Configurable weights
The default weights (50 for workload equity, 500 for qualification equity) reflect a balanced priority where fairness matters but coverage always wins. These weights are configurable in the solver settings.
| Objective | Default weight | Effect of increasing |
|---|---|---|
| Workload equity (days) | Very low | Stricter balance of total days worked per group |
| Qualification equity (shifts/function) | Low | Stricter balance of shift types across functions |
| Missing coverage | Very high | Even stronger preference for full coverage |
| Missing days off | Medium | Stronger guarantee of contractual rest days |
Increasing the workload equity weight from 50 to 500 makes the solver treat a 1-day gap as seriously as a missing day off. This produces more balanced schedules but can degrade coverage in tight situations. The solver may leave a shift uncovered rather than create a workload imbalance.
The key insight is that weight tuning is a trade-off, not a free improvement. Higher equity weights do not create more employees. They redistribute the same workforce more evenly, potentially at the cost of other objectives. A planner who sets equity to 10,000 (equal to coverage) is telling the solver: "I would rather have an uncovered shift than an unfair schedule." That may be the right choice for some operations, but it should be a deliberate one.
Measuring fairness
After the solver runs, the penalty breakdown shows the equity gap per group. This is the primary fairness metric. Here is what different gap values mean in practice:
| Gap (days) | Assessment | Typical cause |
|---|---|---|
| 0 | Perfect equity | Group size divides evenly into total person-days |
| 1 | Excellent | Normal rounding (most common outcome) |
| 2 | Good | Minor constraint interference (rest periods, weekends) |
| 3 | Acceptable | Some qualification bottleneck or uneven absences |
| 4+ | Investigate | Structural imbalance: too few qualified employees, or conflicting hard constraints |
For qualification equity, the same logic applies per function. A gap of 0-1 shifts per function is excellent. A gap of 3+ in a specific function suggests that too few employees in the group hold that qualification, forcing the solver to over-assign the ones who do.
Equity across months
The solver optimises one month at a time. It does not carry forward equity data from previous months. If an employee worked more in January, the February solver does not know. Cross-month equity requires either manual adjustment of the input data (e.g. adjusting targets based on last month) or a meta-layer that tracks cumulative fairness. This is an operational decision, not a solver limitation.

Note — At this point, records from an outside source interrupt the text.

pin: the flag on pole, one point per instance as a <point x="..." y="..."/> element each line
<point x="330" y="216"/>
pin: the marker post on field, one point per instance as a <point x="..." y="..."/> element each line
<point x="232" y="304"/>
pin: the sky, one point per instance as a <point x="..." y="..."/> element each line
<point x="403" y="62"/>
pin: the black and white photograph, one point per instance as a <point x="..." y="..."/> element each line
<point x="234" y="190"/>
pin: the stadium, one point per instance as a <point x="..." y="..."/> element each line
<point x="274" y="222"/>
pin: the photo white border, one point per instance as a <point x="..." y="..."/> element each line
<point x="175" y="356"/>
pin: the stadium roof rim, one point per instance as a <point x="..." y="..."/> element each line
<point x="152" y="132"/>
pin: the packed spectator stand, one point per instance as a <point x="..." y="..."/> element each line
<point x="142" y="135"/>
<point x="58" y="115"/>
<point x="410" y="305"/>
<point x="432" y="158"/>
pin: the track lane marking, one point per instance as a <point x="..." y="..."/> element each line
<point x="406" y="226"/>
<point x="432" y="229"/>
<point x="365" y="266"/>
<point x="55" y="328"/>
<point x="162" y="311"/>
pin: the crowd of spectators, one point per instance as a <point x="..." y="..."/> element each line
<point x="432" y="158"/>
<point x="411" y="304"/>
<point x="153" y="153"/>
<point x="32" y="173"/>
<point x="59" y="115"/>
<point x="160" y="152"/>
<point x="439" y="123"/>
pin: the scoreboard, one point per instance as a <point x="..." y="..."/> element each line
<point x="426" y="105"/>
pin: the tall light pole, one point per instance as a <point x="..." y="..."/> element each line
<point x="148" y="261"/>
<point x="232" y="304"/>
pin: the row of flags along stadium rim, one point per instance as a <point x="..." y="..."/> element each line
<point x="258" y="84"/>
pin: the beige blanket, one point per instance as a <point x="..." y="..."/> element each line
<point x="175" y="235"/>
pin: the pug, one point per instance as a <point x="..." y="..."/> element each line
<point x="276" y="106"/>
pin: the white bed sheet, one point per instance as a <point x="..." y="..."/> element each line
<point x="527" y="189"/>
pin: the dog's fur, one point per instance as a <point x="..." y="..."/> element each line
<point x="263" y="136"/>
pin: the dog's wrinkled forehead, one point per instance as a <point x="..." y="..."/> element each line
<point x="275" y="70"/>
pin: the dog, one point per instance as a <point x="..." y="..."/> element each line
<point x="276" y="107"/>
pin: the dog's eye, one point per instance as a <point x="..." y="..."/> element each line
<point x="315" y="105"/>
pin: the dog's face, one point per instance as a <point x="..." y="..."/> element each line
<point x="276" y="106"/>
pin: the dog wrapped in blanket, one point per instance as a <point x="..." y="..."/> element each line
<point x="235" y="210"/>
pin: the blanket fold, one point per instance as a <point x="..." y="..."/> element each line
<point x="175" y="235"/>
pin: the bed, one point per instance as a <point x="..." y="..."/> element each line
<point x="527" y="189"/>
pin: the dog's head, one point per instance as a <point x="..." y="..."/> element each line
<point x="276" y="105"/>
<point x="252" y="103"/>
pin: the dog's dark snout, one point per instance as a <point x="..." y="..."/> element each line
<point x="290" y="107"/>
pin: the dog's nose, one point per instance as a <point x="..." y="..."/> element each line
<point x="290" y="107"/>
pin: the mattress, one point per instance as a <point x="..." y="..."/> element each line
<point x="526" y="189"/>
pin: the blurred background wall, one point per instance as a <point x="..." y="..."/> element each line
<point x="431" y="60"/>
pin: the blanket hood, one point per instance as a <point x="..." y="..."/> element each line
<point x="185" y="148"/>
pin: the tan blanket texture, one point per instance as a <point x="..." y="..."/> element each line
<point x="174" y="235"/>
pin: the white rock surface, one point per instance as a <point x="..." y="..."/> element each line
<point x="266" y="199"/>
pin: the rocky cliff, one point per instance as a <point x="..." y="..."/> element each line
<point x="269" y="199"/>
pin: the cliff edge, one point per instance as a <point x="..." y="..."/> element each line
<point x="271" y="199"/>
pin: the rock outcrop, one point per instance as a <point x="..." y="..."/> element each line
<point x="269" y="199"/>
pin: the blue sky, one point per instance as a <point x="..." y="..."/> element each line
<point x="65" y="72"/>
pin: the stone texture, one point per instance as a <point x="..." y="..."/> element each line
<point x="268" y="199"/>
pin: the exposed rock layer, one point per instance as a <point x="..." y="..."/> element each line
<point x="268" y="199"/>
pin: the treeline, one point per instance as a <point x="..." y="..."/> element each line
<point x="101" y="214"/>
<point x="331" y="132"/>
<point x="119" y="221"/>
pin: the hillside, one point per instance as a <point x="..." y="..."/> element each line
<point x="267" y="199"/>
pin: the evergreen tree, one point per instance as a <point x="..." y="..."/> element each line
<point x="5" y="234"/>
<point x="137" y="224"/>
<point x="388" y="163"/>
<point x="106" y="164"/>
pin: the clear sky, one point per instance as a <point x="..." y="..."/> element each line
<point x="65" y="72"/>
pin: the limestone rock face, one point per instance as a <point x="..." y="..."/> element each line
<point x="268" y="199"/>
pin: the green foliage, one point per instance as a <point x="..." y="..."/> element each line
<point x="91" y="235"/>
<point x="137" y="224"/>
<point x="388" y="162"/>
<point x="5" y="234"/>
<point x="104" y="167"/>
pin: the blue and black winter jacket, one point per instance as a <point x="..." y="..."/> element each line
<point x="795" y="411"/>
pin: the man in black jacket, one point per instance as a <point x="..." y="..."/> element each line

Reporting equity to planners
The solver report includes per-group equity statistics: the min, max, and gap for both workload and qualification metrics. A planner can scan the report and immediately identify which groups are well-balanced and which need attention. If a group consistently shows a gap of 4+, the solution is usually structural: add an employee with the missing qualification, or split the group into smaller, more homogeneous units.